Quick Start Tutorial
This page introduces the core functionality of twowaypanel and explains the package’s main entry point:
twowaypanel.fit().
Background and scope
twowaypanel implements the likelihood-based bias-correction methods proposed in Yan et al. (2026), including:
Integrated-likelihood-based correction (via priors; “prior correction”), and
Joint-likelihood-based correction (via penalties; “penalty correction”).
For logit and probit panels, the package also provides the analytical bias correction for fixed-effects MLE developed by Fernández-Val and Weidner (2016).

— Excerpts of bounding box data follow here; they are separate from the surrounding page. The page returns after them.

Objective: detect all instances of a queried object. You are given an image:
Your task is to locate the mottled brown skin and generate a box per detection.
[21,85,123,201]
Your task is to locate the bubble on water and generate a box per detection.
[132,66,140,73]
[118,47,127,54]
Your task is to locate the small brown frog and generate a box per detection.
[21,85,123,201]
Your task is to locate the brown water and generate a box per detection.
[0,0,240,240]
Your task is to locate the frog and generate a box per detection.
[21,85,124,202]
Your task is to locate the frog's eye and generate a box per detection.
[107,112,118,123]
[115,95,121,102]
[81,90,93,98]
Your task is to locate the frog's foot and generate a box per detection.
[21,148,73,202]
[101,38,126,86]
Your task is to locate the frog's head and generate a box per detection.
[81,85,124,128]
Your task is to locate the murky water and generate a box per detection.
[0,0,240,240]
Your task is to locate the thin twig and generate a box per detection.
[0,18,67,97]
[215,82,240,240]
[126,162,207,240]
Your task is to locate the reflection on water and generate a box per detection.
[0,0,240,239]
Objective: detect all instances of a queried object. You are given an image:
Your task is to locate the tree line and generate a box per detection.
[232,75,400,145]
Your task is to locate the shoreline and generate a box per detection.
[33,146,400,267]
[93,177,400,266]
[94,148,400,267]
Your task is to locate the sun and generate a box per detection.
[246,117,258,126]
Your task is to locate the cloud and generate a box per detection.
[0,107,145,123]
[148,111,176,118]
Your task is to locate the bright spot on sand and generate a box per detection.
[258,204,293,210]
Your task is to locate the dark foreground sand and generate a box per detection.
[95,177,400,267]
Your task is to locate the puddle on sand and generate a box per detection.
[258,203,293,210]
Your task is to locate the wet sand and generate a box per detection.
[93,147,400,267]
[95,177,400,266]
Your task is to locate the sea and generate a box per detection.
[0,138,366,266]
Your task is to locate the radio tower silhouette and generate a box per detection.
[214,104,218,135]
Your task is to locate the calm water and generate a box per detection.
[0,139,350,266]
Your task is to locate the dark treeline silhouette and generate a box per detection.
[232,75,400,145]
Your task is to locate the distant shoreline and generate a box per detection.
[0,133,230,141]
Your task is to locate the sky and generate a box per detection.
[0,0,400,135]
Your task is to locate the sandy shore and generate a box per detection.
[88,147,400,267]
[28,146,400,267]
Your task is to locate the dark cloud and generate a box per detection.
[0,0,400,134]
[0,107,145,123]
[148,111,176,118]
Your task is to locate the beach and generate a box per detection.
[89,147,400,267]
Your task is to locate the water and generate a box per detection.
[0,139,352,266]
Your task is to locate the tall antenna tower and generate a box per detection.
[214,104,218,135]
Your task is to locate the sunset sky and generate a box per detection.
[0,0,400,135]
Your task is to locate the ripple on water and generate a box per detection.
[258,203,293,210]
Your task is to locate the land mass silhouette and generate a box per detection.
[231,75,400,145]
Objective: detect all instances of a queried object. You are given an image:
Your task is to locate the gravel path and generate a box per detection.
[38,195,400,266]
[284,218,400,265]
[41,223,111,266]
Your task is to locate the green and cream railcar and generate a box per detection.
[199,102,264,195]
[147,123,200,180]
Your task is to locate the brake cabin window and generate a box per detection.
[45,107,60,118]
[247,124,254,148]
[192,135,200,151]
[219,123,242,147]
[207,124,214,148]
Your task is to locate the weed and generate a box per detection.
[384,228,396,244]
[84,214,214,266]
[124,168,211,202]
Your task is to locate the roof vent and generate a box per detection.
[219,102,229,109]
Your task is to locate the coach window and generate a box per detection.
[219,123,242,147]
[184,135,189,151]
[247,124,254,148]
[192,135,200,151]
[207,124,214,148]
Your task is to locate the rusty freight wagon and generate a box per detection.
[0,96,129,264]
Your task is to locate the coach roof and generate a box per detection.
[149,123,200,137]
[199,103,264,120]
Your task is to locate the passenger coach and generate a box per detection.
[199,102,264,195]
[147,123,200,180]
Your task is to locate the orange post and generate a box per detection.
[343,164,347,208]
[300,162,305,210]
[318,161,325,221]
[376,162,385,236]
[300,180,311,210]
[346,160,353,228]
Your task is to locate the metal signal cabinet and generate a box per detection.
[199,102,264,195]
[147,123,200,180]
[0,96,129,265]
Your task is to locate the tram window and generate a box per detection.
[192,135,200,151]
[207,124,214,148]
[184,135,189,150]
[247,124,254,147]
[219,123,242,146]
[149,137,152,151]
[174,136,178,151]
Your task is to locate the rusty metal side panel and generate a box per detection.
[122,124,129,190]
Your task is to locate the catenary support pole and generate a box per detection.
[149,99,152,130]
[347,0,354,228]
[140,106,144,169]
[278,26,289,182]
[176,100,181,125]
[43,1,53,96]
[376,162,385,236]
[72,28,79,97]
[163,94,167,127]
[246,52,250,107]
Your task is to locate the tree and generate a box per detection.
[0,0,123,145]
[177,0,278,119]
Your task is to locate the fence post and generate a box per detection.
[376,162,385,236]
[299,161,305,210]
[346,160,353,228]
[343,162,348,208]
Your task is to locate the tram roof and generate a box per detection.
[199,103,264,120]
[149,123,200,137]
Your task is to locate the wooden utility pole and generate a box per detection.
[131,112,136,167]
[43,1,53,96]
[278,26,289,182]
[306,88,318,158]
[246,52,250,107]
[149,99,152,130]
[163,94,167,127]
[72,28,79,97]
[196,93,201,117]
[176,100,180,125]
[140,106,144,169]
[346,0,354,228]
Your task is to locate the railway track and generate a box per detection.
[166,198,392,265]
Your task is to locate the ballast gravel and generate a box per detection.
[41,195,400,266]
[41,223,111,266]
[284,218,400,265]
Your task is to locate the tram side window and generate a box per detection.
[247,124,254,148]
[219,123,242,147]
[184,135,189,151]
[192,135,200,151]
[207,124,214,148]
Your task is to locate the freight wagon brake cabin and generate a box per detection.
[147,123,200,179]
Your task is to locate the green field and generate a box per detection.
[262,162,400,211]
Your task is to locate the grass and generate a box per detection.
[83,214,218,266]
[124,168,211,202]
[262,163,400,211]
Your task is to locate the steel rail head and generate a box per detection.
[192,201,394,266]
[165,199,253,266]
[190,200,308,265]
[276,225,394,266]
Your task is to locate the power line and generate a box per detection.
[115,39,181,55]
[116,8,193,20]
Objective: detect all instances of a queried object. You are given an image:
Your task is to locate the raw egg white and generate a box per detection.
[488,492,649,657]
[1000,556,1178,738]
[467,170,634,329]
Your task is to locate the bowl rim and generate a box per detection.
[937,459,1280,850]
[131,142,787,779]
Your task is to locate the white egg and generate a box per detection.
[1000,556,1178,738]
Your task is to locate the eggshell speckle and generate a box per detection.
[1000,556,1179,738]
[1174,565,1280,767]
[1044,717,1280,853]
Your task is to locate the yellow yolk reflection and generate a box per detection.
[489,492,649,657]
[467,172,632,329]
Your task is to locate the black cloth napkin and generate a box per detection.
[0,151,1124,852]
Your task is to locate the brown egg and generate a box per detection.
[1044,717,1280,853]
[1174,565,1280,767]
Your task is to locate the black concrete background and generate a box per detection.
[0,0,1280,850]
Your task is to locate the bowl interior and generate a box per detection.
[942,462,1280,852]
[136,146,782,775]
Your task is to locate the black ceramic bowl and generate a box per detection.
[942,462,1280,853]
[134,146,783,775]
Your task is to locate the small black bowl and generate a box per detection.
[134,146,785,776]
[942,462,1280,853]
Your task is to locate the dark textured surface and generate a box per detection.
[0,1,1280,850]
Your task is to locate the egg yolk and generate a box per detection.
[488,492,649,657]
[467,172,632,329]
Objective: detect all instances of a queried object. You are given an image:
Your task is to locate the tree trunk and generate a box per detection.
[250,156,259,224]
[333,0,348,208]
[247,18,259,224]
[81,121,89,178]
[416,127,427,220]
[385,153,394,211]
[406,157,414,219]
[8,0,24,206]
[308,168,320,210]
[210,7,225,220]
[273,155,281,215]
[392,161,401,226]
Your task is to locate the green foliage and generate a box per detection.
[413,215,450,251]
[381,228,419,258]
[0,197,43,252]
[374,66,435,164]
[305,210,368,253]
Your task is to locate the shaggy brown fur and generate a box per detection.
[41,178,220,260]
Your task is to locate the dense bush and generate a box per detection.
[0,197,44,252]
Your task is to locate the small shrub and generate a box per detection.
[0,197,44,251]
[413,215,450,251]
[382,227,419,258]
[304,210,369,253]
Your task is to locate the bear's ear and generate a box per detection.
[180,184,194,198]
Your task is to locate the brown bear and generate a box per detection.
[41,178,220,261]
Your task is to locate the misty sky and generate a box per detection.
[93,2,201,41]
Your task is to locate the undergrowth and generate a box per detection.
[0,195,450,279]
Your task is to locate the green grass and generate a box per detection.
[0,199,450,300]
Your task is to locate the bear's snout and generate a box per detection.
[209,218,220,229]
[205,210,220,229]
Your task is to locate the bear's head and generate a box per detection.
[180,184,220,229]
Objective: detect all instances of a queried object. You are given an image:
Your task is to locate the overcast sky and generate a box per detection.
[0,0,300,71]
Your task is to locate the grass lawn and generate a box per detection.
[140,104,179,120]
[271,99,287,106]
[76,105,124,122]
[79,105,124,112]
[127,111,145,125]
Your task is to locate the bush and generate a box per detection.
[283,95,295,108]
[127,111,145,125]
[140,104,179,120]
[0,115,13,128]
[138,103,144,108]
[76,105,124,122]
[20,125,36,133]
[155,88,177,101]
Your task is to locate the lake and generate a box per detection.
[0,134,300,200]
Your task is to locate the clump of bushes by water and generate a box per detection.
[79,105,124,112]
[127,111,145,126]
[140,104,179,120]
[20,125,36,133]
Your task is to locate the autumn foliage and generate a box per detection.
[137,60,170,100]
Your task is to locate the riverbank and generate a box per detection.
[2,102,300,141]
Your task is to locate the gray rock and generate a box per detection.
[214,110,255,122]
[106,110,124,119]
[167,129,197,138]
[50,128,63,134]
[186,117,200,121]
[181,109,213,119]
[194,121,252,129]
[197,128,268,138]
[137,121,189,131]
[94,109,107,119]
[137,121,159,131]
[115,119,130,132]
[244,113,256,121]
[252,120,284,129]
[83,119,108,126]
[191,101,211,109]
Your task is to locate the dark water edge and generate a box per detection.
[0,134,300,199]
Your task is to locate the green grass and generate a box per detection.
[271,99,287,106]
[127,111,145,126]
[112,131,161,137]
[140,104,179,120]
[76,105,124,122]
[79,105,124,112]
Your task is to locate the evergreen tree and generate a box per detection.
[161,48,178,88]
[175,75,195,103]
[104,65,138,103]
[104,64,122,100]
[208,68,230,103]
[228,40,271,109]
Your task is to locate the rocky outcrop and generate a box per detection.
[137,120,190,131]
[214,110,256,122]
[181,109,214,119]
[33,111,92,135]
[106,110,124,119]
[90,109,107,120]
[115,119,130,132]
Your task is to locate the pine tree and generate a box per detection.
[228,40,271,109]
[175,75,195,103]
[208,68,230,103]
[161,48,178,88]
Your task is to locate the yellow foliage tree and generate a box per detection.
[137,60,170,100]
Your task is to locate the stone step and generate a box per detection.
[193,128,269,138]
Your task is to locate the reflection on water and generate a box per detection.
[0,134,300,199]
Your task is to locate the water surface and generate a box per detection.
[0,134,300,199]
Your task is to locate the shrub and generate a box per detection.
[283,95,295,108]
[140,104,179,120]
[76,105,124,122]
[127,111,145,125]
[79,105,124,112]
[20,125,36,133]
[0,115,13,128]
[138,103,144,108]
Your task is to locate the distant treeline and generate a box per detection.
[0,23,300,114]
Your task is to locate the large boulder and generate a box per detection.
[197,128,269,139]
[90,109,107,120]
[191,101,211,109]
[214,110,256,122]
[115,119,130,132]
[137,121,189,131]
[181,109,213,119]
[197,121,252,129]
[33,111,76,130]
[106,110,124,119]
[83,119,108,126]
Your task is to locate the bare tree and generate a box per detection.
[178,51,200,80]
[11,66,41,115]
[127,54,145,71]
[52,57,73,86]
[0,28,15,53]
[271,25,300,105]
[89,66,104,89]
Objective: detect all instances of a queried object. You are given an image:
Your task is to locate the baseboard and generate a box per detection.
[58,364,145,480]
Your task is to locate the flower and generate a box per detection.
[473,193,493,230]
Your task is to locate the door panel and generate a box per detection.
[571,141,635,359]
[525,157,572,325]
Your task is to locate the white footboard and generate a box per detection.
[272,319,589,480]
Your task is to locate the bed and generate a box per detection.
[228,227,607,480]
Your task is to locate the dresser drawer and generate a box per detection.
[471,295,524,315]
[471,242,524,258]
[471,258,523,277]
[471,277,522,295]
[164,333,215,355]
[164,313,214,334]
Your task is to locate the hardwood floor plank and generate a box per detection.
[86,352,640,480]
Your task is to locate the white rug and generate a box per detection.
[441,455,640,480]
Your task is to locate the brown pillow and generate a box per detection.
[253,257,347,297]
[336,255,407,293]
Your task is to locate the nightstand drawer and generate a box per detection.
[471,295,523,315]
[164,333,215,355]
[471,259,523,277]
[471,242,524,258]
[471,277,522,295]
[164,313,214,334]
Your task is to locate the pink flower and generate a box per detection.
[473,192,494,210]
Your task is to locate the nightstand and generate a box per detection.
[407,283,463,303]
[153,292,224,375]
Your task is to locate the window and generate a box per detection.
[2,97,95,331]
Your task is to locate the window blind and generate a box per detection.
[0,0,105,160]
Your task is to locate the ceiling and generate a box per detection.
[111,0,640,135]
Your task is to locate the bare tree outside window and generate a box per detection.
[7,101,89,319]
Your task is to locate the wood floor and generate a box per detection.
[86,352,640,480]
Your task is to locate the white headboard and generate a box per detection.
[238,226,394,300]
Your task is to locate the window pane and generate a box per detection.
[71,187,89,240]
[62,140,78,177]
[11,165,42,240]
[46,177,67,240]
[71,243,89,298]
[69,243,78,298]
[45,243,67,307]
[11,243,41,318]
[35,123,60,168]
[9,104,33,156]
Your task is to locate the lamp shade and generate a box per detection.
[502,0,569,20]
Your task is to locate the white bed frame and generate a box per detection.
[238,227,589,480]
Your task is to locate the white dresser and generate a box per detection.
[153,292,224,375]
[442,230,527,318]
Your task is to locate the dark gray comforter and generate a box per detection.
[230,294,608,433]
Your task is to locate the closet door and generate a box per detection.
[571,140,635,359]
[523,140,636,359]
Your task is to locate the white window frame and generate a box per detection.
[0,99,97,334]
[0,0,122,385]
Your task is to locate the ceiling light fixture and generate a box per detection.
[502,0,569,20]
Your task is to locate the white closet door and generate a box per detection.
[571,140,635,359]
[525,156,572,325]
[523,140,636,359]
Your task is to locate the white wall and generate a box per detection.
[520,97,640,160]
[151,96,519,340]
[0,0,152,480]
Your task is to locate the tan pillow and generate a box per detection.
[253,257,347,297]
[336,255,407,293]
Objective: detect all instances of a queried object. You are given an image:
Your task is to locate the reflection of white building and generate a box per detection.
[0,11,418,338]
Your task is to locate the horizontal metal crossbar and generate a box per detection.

Supported models and methods
The table below summarizes the model classes and bias-correction methods currently supported by the package.
Model class |
Regressor exogeneity |
Generic prior / penalty |
Model-specific prior / penalty |
Analytical correction (FW16) |
|---|---|---|---|---|
Binary logit |
Strict exogenous |
✓ |
✓ (Prior SE) |
✓ |
Binary logit |
Predetermined |
✓ |
✓ (Prior PE; Prior SE + analytical) |
✓ |
Binary Probit |
Strict exog. or predet. |
✓ |
– |
✓ |
Multinomial logit |
Strict exogenous |
✓ |
✓ (Prior SML) |
– |
Multinomial logit |
Predetermined |
✓ |
✓ (Prior PML) |
– |
Ordered logit |
Strict exog. or predet. |
✓ |
– |
– |
Notes.
Model-specific priors/penalties are defined in Yan et al. (2026) and are designed to deliver improved finite-sample performance within the corresponding model class.
The generic prior/penalty is intended to be robust across a broad class of nonlinear panel specifications; see Yan et al. (2026) for details and motivation.
The package can also compute average partial effects (APEs). Both continuous-regressor APEs and discrete-regressor APEs (finite changes) are supported.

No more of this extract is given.